There are two parts in an engine that can get to product market fit: 1) the ability to understand and learn from users with a problem and budget; 2) the ability to build something that helps them. Sometimes, founding teams separate these parts into two roles. Other times, a solo founder can both explore and make.
(Once you have validated your sector, the problem, the user's budget and others things, you may find that indeed the product is the conversation; i.e. adding a quick new feature is a good way to find out how and whether people will use it, since users are bad at predicting their own future behavior.)
To take care of part no. 1, you can either embody the user yourself, or you can embrace the intense and gregarious learning process of reaching out to inhabit other peoples' lives. But only if you are lucky enough to find some people who will give you the time of day.
Your method for finding and extracting information from the supposed problem-havers will vary by industry and problem. Maybe the problem-havers are people in your social network, current or former colleagues, alumni of institutions you belong to, fellow members of club or community, family or friends. Sometimes you can network into communities of people with a problem you think you can solve.
Other times you have to pay people to share what they know. Userinterviews.com will help you find certain types of users. For folks with a bigger budget, expert networks like GLG will take your money and conduct hundreds of interviews for you. (While you should get feedback from the market however you can, if you are paying people for it, that is a sign that you need to do more work immersing yourself in their world, until your social network and experience provides much of the feedback you need.) Still other times, with the goal of immersion in a new industry, the future founder should just get a job in their target industry to learn and network on the inside.
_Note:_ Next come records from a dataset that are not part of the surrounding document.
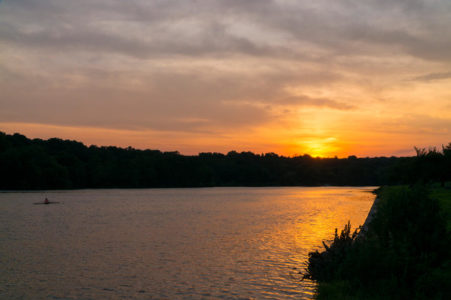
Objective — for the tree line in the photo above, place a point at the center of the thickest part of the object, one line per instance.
(65, 164)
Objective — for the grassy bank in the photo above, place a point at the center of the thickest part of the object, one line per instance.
(405, 253)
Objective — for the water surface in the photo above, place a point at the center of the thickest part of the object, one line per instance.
(231, 243)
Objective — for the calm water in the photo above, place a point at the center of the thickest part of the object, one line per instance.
(169, 243)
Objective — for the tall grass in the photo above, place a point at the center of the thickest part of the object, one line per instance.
(405, 253)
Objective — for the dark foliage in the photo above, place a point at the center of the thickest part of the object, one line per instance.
(403, 255)
(62, 164)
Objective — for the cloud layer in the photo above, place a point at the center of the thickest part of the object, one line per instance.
(227, 68)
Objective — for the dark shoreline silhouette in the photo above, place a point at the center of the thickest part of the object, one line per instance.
(30, 164)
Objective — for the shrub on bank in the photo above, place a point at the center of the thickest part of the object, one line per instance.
(403, 255)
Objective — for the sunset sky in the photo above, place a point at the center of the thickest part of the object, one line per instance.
(343, 77)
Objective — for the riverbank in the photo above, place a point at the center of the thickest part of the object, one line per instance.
(403, 254)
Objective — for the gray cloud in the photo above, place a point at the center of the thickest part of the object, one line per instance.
(433, 76)
(278, 44)
(194, 28)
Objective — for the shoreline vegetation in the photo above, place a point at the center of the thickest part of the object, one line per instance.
(403, 254)
(36, 164)
(403, 249)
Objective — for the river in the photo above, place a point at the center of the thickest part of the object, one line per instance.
(207, 243)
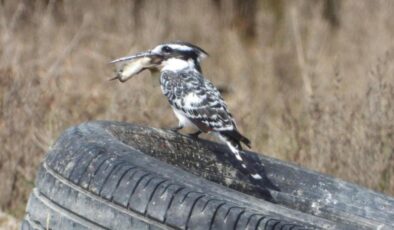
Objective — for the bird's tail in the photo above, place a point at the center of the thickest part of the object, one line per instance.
(233, 140)
(248, 165)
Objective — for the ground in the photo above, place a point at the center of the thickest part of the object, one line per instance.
(309, 82)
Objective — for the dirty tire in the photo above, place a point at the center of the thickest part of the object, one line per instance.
(97, 182)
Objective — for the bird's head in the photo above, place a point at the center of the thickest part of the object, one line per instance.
(172, 56)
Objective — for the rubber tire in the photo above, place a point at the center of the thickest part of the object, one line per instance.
(97, 182)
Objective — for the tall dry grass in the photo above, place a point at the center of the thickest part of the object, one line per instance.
(307, 81)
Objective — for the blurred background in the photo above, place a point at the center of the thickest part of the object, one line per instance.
(311, 82)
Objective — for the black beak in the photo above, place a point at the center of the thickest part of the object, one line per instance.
(127, 67)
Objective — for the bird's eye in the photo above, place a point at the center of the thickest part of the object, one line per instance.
(166, 49)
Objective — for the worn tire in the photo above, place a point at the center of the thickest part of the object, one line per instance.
(92, 180)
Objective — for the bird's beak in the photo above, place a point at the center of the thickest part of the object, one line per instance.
(127, 67)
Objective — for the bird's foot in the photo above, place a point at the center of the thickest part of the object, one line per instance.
(176, 129)
(195, 135)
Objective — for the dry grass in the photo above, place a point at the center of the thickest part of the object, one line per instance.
(312, 89)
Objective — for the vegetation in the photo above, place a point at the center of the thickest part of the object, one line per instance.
(311, 82)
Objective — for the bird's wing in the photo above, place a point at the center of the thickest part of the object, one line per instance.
(199, 100)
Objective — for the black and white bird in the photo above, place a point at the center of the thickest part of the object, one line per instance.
(194, 99)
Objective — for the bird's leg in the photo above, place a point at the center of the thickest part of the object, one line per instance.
(195, 135)
(176, 129)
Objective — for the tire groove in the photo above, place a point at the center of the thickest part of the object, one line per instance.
(191, 210)
(120, 179)
(273, 226)
(79, 160)
(214, 214)
(95, 171)
(115, 168)
(135, 187)
(170, 203)
(84, 192)
(238, 218)
(259, 221)
(250, 217)
(229, 210)
(151, 195)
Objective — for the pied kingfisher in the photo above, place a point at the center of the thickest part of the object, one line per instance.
(195, 100)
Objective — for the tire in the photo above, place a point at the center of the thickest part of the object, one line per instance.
(92, 179)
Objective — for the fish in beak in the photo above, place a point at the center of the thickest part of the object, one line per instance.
(127, 67)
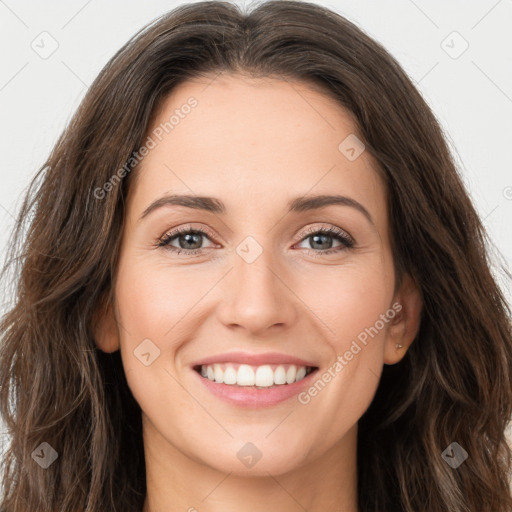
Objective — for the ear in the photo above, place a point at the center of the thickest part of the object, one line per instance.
(105, 329)
(406, 323)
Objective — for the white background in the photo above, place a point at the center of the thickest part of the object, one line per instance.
(471, 95)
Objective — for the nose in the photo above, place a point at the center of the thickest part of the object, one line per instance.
(256, 296)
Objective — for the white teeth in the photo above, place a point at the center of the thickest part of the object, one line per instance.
(264, 376)
(245, 375)
(290, 374)
(230, 375)
(280, 375)
(301, 373)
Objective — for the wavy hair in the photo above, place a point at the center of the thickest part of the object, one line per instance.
(57, 387)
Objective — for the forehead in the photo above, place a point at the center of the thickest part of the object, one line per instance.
(264, 139)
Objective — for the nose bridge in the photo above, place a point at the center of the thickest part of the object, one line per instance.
(254, 295)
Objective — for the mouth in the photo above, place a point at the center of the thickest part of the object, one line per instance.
(262, 377)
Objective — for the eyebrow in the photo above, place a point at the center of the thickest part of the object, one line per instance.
(297, 205)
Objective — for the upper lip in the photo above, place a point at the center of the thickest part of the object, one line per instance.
(254, 359)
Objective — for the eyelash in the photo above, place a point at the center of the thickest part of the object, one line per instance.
(341, 236)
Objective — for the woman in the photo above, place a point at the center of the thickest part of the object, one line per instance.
(255, 369)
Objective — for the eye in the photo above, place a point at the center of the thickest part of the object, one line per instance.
(189, 240)
(322, 239)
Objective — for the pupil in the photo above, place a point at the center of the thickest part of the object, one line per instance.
(188, 236)
(324, 237)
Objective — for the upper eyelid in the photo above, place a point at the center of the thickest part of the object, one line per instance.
(173, 233)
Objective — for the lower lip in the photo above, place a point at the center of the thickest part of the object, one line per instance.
(254, 398)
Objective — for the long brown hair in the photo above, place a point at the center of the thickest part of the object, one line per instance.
(453, 385)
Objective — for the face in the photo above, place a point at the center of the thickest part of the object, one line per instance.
(261, 284)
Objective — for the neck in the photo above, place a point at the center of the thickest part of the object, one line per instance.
(175, 482)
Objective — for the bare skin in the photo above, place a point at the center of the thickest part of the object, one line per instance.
(255, 145)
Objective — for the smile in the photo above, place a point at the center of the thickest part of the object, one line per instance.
(263, 376)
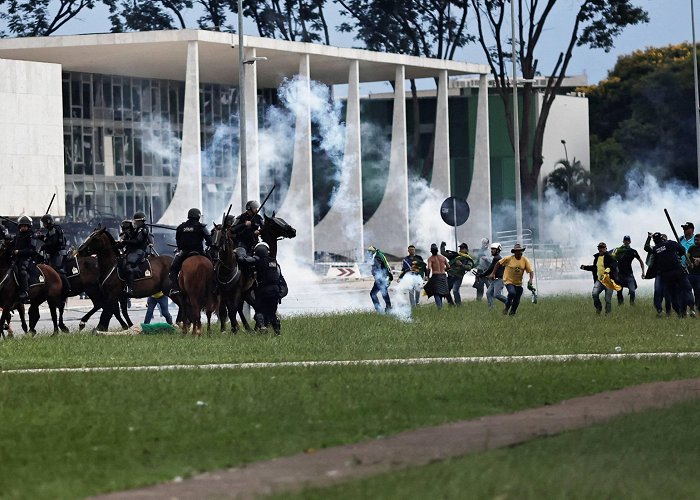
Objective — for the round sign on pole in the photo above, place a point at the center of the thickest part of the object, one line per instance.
(454, 211)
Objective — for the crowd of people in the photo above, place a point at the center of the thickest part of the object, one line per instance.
(135, 244)
(441, 275)
(673, 265)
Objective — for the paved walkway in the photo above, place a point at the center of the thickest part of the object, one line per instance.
(418, 447)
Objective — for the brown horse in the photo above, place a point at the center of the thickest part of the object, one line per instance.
(101, 244)
(87, 281)
(50, 290)
(236, 292)
(197, 293)
(231, 282)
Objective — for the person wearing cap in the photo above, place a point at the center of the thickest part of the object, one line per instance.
(687, 239)
(459, 263)
(437, 281)
(624, 255)
(483, 261)
(514, 267)
(495, 285)
(668, 269)
(382, 278)
(413, 265)
(693, 260)
(603, 269)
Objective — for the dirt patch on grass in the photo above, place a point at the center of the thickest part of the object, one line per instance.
(418, 447)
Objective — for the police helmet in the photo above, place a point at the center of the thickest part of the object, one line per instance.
(24, 221)
(47, 219)
(262, 249)
(139, 218)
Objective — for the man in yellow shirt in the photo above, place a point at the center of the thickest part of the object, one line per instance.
(515, 267)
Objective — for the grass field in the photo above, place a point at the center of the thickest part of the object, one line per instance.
(67, 435)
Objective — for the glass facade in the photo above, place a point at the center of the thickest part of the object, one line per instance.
(122, 140)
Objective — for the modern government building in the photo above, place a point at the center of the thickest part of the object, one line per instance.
(114, 123)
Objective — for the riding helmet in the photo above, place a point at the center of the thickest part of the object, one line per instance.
(24, 221)
(262, 249)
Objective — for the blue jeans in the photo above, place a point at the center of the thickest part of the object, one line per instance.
(513, 300)
(381, 285)
(598, 287)
(162, 304)
(631, 285)
(454, 282)
(495, 291)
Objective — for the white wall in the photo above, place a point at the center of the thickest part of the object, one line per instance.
(568, 120)
(31, 138)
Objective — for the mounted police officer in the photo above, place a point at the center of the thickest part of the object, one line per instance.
(246, 228)
(24, 254)
(135, 243)
(189, 237)
(54, 248)
(271, 287)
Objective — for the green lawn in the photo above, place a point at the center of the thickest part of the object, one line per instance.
(554, 326)
(652, 455)
(67, 435)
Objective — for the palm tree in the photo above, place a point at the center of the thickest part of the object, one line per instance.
(574, 180)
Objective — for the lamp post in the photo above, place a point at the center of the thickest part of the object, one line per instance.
(697, 96)
(516, 132)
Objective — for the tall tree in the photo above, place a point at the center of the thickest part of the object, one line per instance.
(596, 24)
(428, 28)
(642, 117)
(148, 15)
(293, 20)
(40, 17)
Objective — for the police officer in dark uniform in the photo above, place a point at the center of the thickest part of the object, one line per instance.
(54, 248)
(267, 293)
(24, 254)
(189, 237)
(246, 228)
(135, 242)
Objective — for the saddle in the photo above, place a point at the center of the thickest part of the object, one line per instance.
(36, 276)
(71, 266)
(143, 270)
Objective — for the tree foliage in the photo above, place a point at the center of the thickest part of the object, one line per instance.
(596, 24)
(642, 116)
(40, 17)
(572, 181)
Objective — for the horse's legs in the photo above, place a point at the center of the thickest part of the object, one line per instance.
(61, 324)
(54, 316)
(124, 306)
(22, 318)
(33, 318)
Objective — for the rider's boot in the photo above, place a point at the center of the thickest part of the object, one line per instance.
(173, 282)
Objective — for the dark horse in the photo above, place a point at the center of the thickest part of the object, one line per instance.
(101, 244)
(50, 290)
(242, 289)
(197, 293)
(87, 281)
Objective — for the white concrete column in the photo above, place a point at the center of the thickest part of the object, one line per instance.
(388, 227)
(298, 205)
(479, 224)
(251, 189)
(341, 231)
(441, 156)
(188, 193)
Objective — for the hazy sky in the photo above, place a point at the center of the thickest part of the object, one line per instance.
(670, 23)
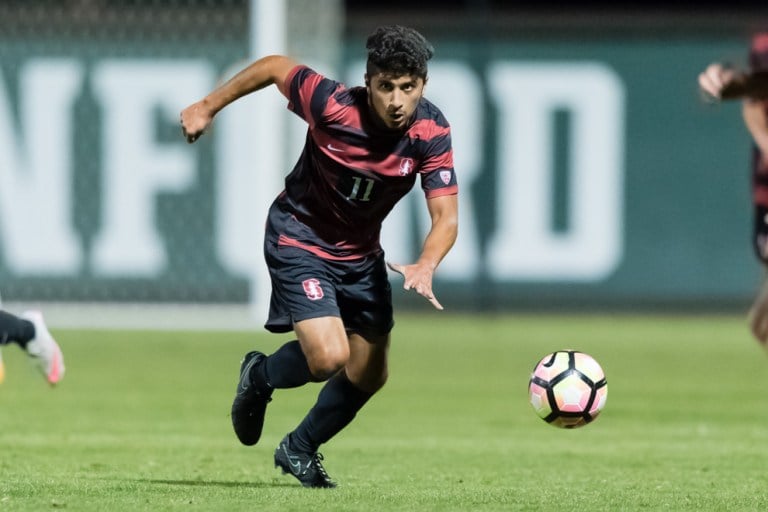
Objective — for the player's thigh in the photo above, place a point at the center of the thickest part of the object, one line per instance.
(324, 343)
(367, 367)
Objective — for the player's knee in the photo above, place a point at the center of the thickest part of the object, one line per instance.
(326, 364)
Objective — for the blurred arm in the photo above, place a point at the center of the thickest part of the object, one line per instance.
(722, 82)
(444, 212)
(273, 69)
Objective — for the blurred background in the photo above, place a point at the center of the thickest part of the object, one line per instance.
(593, 176)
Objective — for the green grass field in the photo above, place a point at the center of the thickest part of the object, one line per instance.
(141, 422)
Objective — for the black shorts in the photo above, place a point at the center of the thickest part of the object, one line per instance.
(306, 286)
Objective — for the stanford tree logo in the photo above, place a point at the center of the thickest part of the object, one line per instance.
(312, 289)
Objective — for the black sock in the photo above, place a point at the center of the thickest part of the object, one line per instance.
(13, 328)
(286, 368)
(337, 404)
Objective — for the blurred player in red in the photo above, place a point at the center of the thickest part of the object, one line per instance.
(721, 82)
(365, 148)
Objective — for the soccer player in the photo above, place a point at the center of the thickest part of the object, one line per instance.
(719, 81)
(364, 148)
(31, 334)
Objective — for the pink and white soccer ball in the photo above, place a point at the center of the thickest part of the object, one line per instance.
(568, 389)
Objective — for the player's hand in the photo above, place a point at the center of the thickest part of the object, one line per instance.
(758, 315)
(418, 278)
(194, 120)
(714, 79)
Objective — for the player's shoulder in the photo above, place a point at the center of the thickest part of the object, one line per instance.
(428, 112)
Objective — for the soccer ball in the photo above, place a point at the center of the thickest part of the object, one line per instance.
(568, 389)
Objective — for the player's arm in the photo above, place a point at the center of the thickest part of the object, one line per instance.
(444, 212)
(758, 314)
(721, 82)
(756, 121)
(273, 69)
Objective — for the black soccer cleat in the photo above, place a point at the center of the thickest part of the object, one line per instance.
(306, 467)
(250, 403)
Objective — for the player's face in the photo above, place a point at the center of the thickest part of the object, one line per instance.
(394, 99)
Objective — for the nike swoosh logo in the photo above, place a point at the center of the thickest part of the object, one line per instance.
(241, 389)
(295, 466)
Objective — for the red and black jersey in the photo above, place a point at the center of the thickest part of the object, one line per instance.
(352, 172)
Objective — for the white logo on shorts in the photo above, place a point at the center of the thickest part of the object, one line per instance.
(312, 289)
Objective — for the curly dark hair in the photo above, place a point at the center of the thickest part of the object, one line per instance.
(398, 50)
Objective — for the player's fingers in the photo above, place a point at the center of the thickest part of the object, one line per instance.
(396, 267)
(435, 302)
(759, 325)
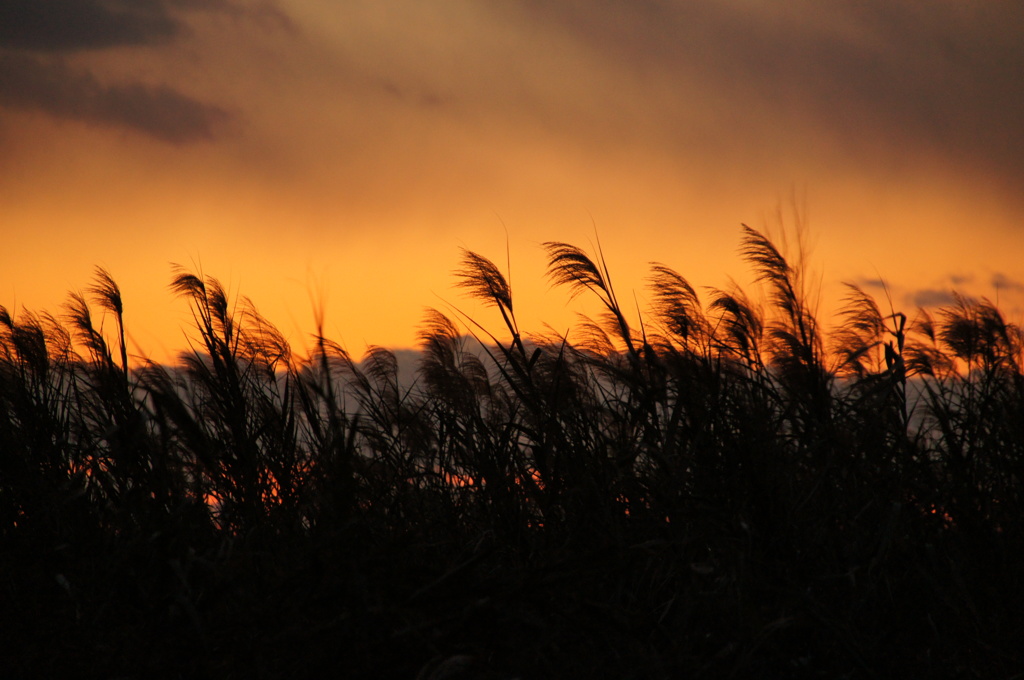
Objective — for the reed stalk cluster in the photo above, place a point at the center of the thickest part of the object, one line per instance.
(722, 490)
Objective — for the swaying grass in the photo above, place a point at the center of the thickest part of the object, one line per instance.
(721, 492)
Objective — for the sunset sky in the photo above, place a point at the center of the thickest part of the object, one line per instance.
(308, 152)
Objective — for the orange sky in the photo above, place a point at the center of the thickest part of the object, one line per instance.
(294, 147)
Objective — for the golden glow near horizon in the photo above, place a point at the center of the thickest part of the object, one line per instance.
(302, 151)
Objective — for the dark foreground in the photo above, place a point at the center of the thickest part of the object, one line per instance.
(723, 493)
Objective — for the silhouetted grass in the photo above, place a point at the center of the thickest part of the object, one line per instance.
(722, 491)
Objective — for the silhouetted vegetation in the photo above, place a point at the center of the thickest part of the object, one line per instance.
(720, 491)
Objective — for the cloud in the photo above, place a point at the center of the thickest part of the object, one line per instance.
(39, 37)
(889, 81)
(931, 297)
(61, 26)
(1004, 283)
(55, 88)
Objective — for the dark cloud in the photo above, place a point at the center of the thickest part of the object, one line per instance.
(902, 78)
(932, 297)
(1004, 283)
(61, 26)
(871, 283)
(159, 112)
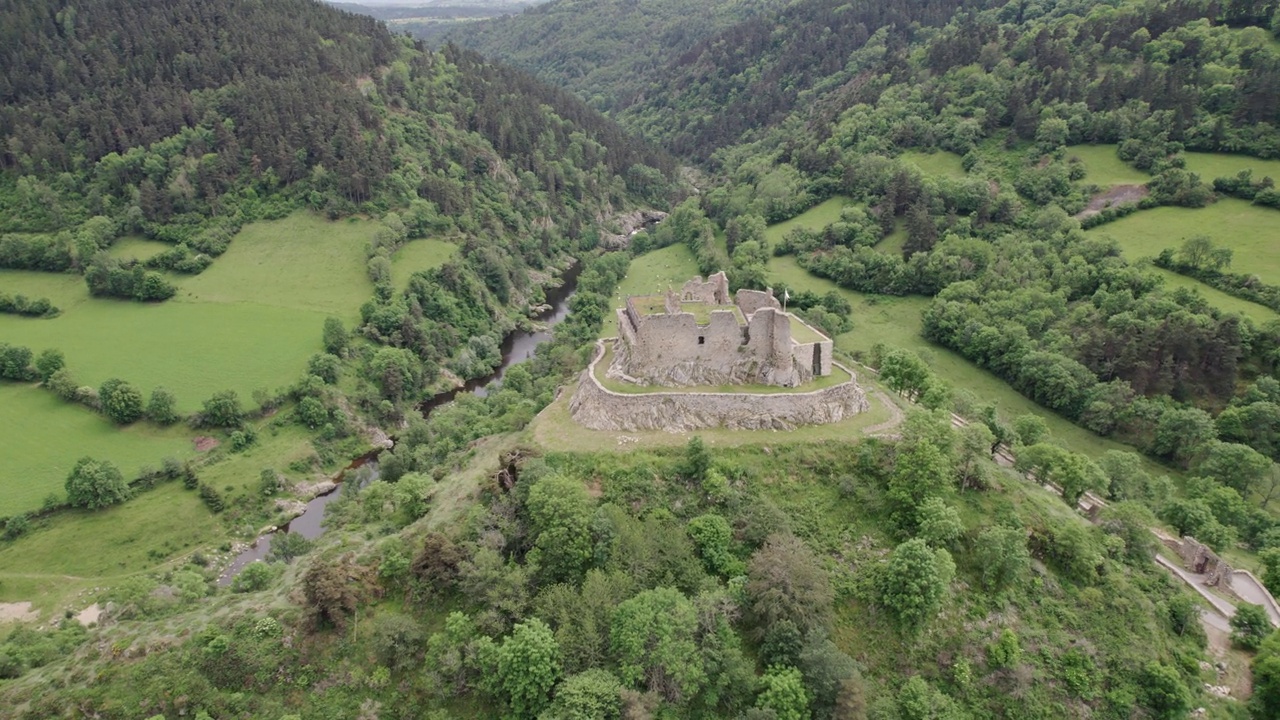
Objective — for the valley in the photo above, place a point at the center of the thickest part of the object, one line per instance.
(304, 310)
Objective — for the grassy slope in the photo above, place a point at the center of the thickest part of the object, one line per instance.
(420, 255)
(814, 218)
(248, 322)
(137, 247)
(154, 529)
(1219, 299)
(1104, 168)
(1211, 165)
(1252, 232)
(941, 163)
(652, 272)
(44, 437)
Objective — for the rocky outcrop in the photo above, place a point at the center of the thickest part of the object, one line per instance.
(600, 409)
(630, 224)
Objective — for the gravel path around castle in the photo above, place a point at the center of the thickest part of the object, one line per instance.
(882, 429)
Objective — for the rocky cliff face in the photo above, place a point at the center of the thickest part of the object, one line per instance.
(630, 223)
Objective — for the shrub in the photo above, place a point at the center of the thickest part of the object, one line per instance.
(94, 483)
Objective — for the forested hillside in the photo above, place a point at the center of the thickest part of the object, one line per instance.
(972, 163)
(609, 53)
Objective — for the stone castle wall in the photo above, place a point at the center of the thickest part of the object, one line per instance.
(600, 409)
(804, 356)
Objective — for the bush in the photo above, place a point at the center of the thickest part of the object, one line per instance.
(254, 577)
(94, 483)
(211, 497)
(1249, 625)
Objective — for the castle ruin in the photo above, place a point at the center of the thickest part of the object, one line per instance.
(703, 336)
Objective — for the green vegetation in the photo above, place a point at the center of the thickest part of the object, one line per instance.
(1249, 231)
(419, 255)
(1104, 168)
(668, 267)
(941, 163)
(137, 247)
(46, 436)
(814, 218)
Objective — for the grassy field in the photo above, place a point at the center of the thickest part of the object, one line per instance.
(1219, 299)
(1104, 168)
(1211, 165)
(556, 429)
(896, 323)
(137, 247)
(44, 437)
(814, 218)
(420, 255)
(248, 322)
(652, 272)
(64, 290)
(1251, 232)
(941, 163)
(154, 529)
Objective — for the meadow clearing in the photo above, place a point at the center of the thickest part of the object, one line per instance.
(940, 163)
(251, 320)
(1252, 232)
(45, 437)
(419, 255)
(1104, 168)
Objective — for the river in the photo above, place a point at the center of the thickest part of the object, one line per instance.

A parting thought: Even successful founders and profitable companies have to allow themselves to be lost again when they go in search of a new product or business line. Many of them do that poorly because they have an operating culture that cannot tolerate uncertainty or failure, or because they have become blinded by the success of their previous products and confused luck with skill.
Admitting you’re lost is the first step you can take to touch reality.